Main question: I am following the answer in this question: computing Riemannian connection and Killing fields (very basic). He calculates $$ g(\nabla_X(Y),X) = 0 \\ g(\nabla_X(Y),Y) = 0 \\ g(\nabla_X(Y),Z) = 1 $$ where $\nabla$ is the Levi-Civita connection. Then he deduces that putting the above together yields $\nabla_X(Y)=Z$. Can anyone elaborate on how to get to that conclusion?
Any help is much appreciated.
I have two additional questions, but the answers might be clear, as soon as I grasp the above. Here goes anyway: In the specific problem I am working on, I look at $\mathcal{H}^3=\{(x,y,z)\in\mathbb{R}^3:z>0\}$ equipped with the Riemannian metric $$g=\frac{dx^2+dy^2+dz^2}{z^2}$$ and vector fields $$ A= z\partial_x ,\quad B=z\partial_y,\quad C=z\partial_z. $$
I have calculated $$ g(\nabla_AB,A)=g(\nabla_AB,B)=g(\nabla_AB,C)=0\;, $$ $\nabla$ still being the Levi-Civita connection. Would this mean that $\nabla_AB=0$?
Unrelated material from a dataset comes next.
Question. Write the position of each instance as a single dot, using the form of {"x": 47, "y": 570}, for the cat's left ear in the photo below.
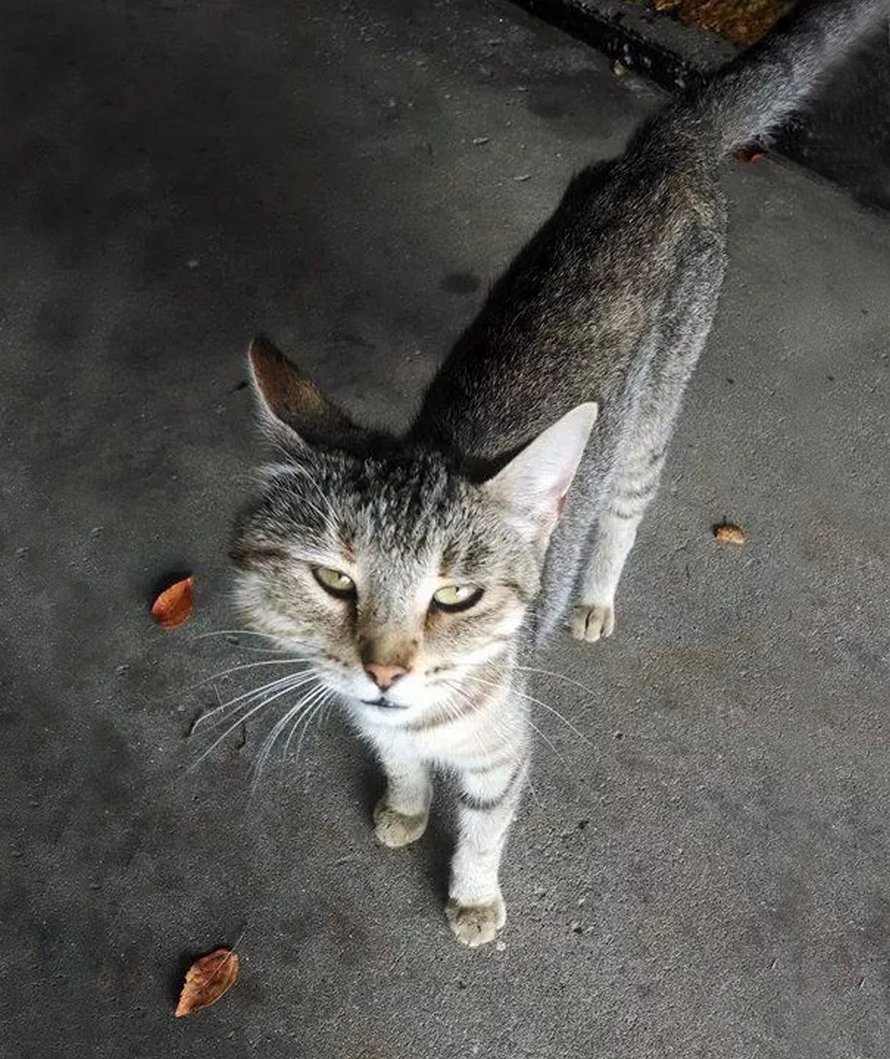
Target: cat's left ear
{"x": 533, "y": 485}
{"x": 292, "y": 411}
I also have $$ g(\nabla_AC,A)=-1\\ g(\nabla_AC,B)=g(\nabla_AC,C)=0\;. $$ What does it mean that the first inner product is negative? Would I get $\nabla_AC=-A$?
Thank you in advance.
For the second part of your question: your conclusions are correct and this is because $A,B,C$ form a orthonormal basis. See here. Most of the things you know from linear algebra about orthonormal bases can be used here, including that for a ONB $e_1,\ldots, e_n$ and any vector $v$ the following is true:
$$ v=\sum_{i=1}^n \langle v,e_i \rangle e_i. $$
I assume that your first question has an answer in a similar direction, but I was to lazy to check that $X,Y,Z$ form an ONB. :)
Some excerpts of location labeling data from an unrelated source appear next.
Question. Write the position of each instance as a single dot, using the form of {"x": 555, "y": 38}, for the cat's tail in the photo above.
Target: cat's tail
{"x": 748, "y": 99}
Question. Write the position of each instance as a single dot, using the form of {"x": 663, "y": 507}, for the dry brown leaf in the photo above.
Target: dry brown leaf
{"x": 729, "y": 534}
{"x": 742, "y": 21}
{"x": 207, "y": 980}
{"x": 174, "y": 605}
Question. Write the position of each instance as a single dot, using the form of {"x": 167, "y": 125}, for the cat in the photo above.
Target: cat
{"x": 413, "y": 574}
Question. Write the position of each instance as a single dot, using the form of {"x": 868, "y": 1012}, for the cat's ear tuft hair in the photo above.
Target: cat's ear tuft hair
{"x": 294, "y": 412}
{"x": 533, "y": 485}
Added: Since the question came up, let me elaborate a little bit. Yes its true that $A,B,C$ form a basis of the smooth vectorfields, since the $\partial_x,\partial_y,\partial_z$ form a basis. What are the $\partial_*$? Well you take a chart $\varphi:M\to \mathbb{R}^n$ around a point $x$ and a open set $U$ on which $\varphi$is defined. Then fix the canonical basis $e_1,\ldots,e_n$ of $\mathbb{R}^n$ and define for every $y\in U$:
$$ \partial_{x_i}(y):=d\varphi^{-1}_{\varphi(y)}(e_i), $$
this will give you a vector on $T_yM$ and indeed a vectorfield on $U$. Indeed, since $\varphi$ is a diffeomorphism this will give you locally a basis of your smooth vectorfields.
Now in your concrete situation you have that $\mathcal{H}^3$ is a open subset of $\mathbb{R}^3$, so you can take the identity as a chart and you indeed have a global chart and therefore the $\partial_*$ form a global basis. The calculations in the link above give a hint in how to compute that the $A,B,C$ are indeed a ONB for your given metric $g$.
You should try to compute the $\partial_*$ and then use that in $\mathbb{R}^n$ the Levi-Civita connection is given by $\nabla_X(Y)=X(Y)$ to double check your calculations and get a better feeling for what is going on.